# Cancelling Gym Membership



## scaryeire1 (23 Apr 2009)

I joined a gym last June 08, I have missed 3 direct debit payments since then, I have cancelled my DD as im in money problems at the moment, do you know what can happen if I dont pay the amounts owed and just stop altogether?  I never go and last time I was there was October 08.

Any help?


----------



## Curious81 (23 Apr 2009)

As far as I know its very difficult to cancel a gym membership if you have signed a contract for one year, which seems to be the standard minimum contract duration for most of the bigger gyms anyway.

Check out this:
http://www.consumerconnect.ie/eng/Hot_Topics/Tip_Of_The_Week/Tips_Archive/Joining_a_gym.html


----------



## Towger (23 Apr 2009)

Nothing will happen, except you will get nasty letters. If you have ever used a credit card in the place, it is not unknown for them to try and use it's details to get the money. This is of course a breach of the Data Protection Acts, although they may claim the small print in their contract allows it.


----------



## scaryeire1 (23 Apr 2009)

Thanks for the replies guys, my biggest worry is that if I dont cancel with them directly and say it comes to next year, will they try and say I owe them up to that point for a year and half cause I didn't cancel?
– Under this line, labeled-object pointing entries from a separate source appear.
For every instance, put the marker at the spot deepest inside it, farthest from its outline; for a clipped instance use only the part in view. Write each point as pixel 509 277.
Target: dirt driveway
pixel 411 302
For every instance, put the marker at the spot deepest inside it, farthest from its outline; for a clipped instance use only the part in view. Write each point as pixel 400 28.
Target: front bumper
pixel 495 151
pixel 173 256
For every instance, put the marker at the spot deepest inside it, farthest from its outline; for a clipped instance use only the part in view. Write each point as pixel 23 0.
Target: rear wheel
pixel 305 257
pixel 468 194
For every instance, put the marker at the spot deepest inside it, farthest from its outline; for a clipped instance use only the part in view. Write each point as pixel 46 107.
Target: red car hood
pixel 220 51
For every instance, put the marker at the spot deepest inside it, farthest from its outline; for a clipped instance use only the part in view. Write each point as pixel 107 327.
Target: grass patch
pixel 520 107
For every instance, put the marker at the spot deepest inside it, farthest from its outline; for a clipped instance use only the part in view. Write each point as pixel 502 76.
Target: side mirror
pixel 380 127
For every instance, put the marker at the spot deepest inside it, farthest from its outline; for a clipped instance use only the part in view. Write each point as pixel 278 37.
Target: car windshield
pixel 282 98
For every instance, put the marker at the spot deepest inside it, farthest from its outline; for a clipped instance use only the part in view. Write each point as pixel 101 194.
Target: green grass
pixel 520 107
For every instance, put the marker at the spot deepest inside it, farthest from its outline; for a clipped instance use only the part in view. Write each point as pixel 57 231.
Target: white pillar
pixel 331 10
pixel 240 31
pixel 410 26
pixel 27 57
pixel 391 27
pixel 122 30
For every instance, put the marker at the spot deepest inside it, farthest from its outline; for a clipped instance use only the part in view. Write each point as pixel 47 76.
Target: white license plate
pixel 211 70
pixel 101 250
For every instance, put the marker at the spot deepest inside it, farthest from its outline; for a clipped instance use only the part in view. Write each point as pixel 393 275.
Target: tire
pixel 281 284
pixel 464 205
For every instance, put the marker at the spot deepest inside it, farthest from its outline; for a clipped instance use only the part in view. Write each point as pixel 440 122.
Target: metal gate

I was going to send a registered post letter cancelling my membership.


----------



## Towger (23 Apr 2009)

scaryeire1 said:


> I was going to send a registered post letter cancelling my membership.


 
There is no harm in doing that anyway. Keep it short and too the point.


----------



## mcaul (23 Apr 2009)

I'd go the  heart strings route - tell them that you have been made redundant and that you are unable to meet your everyday outgoings and therefore regret that you must cancel all non necessary items including sky tv & membership to the gymnasium.

Inform them that you understand that it was a yearly contract but that due to your circumstances, can they please accept early cancellation as it would help greatly in current circumstances.

If they say no, then just ignore their letters, if by the really odd chance they do take you to court, show this letter and no judge in the country will award against you - their solicitors will have told them that in any case.

If its Jackie Skelly, they may not play ball, but most others will.


----------



## scaryeire1 (23 Apr 2009)

Thanks for all the responses guys, much appreciated.


----------